What Developers Should Actually Do
This isn’t a reason to stop using AI coding tools. But it’s a reason to think about how you use them.
- Document human contribution. The more you modify, review, and restructure AI output, the stronger your copyright claim. Accept-all-suggestions workflows are the riskiest.
- Watch for verbatim reproduction. If an AI suggestion looks suspiciously complete or specific, it may be memorized training data. Search for it before shipping.
- Know your license scanning gaps. Traditional SCA tools scan dependency manifests. They don’t catch GPL-licensed snippets inlined by Copilot. Tools like FOSSA and Codacy Guardrails are emerging to fill this gap.
- Check your provider’s indemnity. If you’re on a free or individual tier, you likely have zero IP protection from your provider.

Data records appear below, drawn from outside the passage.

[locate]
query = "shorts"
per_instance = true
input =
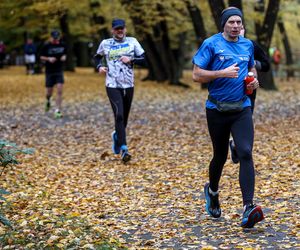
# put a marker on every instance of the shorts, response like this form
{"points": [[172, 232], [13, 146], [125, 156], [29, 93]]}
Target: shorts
{"points": [[29, 59], [54, 78]]}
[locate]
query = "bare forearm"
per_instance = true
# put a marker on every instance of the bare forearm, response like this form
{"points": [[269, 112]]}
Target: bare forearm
{"points": [[204, 76]]}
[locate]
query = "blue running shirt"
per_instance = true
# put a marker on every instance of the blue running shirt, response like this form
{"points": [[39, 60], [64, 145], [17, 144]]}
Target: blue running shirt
{"points": [[216, 53], [119, 75]]}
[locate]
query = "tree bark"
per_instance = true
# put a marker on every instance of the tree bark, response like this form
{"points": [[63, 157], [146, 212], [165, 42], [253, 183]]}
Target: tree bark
{"points": [[288, 52], [70, 64], [164, 64], [197, 21], [264, 36], [216, 7]]}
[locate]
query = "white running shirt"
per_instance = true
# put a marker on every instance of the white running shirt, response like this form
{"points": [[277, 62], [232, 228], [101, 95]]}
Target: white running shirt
{"points": [[119, 75]]}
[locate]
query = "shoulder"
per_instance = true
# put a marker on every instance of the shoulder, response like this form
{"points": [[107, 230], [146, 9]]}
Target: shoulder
{"points": [[214, 38], [246, 41], [131, 39], [107, 41]]}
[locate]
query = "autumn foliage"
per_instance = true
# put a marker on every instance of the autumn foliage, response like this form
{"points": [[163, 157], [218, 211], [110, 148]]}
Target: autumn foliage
{"points": [[74, 193]]}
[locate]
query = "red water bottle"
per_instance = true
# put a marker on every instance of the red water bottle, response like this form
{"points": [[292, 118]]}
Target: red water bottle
{"points": [[248, 79]]}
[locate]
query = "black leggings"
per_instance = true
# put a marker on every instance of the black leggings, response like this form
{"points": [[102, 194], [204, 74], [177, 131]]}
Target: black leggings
{"points": [[240, 125], [120, 100]]}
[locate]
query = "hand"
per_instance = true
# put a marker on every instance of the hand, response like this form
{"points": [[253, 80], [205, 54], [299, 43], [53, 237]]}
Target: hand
{"points": [[52, 59], [103, 70], [253, 85], [125, 59], [231, 71], [63, 58]]}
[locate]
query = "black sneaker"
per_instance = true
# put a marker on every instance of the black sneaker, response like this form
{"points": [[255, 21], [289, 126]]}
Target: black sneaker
{"points": [[233, 153], [125, 156], [251, 216], [47, 106], [212, 203], [115, 148]]}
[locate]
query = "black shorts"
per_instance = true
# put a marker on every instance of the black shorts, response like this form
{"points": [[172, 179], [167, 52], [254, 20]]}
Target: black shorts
{"points": [[54, 78]]}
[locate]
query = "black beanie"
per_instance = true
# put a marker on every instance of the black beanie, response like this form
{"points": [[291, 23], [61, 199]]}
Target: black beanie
{"points": [[228, 13]]}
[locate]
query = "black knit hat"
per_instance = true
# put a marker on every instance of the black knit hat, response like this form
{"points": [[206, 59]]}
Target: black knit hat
{"points": [[228, 13]]}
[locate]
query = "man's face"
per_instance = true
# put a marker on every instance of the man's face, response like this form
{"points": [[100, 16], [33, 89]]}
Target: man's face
{"points": [[233, 26], [119, 33]]}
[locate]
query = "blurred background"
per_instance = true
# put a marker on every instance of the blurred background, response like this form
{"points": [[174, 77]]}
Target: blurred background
{"points": [[170, 31]]}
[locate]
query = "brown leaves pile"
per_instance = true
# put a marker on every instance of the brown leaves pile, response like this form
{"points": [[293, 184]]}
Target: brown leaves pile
{"points": [[73, 192]]}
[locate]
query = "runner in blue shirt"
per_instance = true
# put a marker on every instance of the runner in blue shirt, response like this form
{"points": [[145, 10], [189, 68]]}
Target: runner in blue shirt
{"points": [[120, 53], [223, 61]]}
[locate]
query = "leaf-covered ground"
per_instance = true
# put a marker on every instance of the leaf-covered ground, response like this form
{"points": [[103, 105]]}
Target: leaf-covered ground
{"points": [[73, 192]]}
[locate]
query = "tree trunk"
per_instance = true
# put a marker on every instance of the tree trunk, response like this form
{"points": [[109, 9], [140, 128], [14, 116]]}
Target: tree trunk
{"points": [[264, 36], [288, 52], [70, 64], [199, 27], [164, 64], [156, 69], [197, 21], [236, 3], [216, 7], [82, 54]]}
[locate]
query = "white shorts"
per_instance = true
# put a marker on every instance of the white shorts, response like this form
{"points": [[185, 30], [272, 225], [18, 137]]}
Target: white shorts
{"points": [[29, 58]]}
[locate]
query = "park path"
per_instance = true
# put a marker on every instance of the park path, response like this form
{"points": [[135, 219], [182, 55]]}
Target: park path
{"points": [[155, 201]]}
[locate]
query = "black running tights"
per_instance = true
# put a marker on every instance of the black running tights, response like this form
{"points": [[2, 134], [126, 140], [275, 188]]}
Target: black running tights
{"points": [[120, 100], [240, 125]]}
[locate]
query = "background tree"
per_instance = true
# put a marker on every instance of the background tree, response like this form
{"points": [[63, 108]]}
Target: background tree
{"points": [[264, 34]]}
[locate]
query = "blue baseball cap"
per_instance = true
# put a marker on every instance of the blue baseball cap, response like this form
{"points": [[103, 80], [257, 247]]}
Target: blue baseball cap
{"points": [[118, 23], [55, 34]]}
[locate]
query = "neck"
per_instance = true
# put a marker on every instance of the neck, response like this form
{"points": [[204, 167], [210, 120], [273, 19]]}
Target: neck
{"points": [[230, 39], [119, 39]]}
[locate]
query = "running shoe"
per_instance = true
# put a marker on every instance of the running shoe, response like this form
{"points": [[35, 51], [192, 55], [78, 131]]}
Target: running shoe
{"points": [[57, 114], [47, 106], [233, 153], [212, 203], [125, 156], [115, 148], [251, 216]]}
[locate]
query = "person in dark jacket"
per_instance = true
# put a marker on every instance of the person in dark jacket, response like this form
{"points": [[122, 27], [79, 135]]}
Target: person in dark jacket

- Treat AI output as unprotectable by default. If a piece of code is competitively critical, make sure a human wrote or substantially transformed it.
What This Doesn’t Solve
The legal framework is moving, but slowly. No major fair use decision is expected in any AI case until mid-to-late 2026. The 51+ active copyright lawsuits against AI companies are grinding through discovery. Congress has multiple bills in play: the COPIED Act, the TRAIN Act, the TRUMP AMERICA AI Act. None have passed.
Even the attempts to avoid regulation have failed. In May 2025, the House narrowly passed (215-214) a 10-year moratorium on state AI laws as part of the “One Big Beautiful Bill” - it would have prevented states from enforcing any regulation on AI models, systems, or automated decision-making. The Senate watered it down to five years, then voted almost unanimously to remove it entirely. The final bill, signed July 4, 2025, had no AI moratorium at all.
The fallback? Executive action. In December 2025, Trump signed an order creating an “AI Litigation Task Force” to challenge state AI laws case-by-case. The legislative branch can’t agree on rules. The executive branch is trying to tear up the ones that exist. And the judicial branch is still deciding the foundational questions.
The practical reality for developers shipping code today: you’re operating in a legal grey zone. The tools are useful. The productivity gains are real. But the legal foundations are unresolved, and the risk surface is larger than most teams acknowledge.
AI coding tools are a productivity multiplier. They’re also a legal experiment running at production scale. The companies building these tools know it. The companies shipping code with them should too.
Every line of AI-generated code you ship is a small bet: that training was fair use, that the output is original enough, that your jurisdiction will eventually protect it. Those are reasonable bets today. But they’re bets, not certainties. And the house rules haven’t been written yet.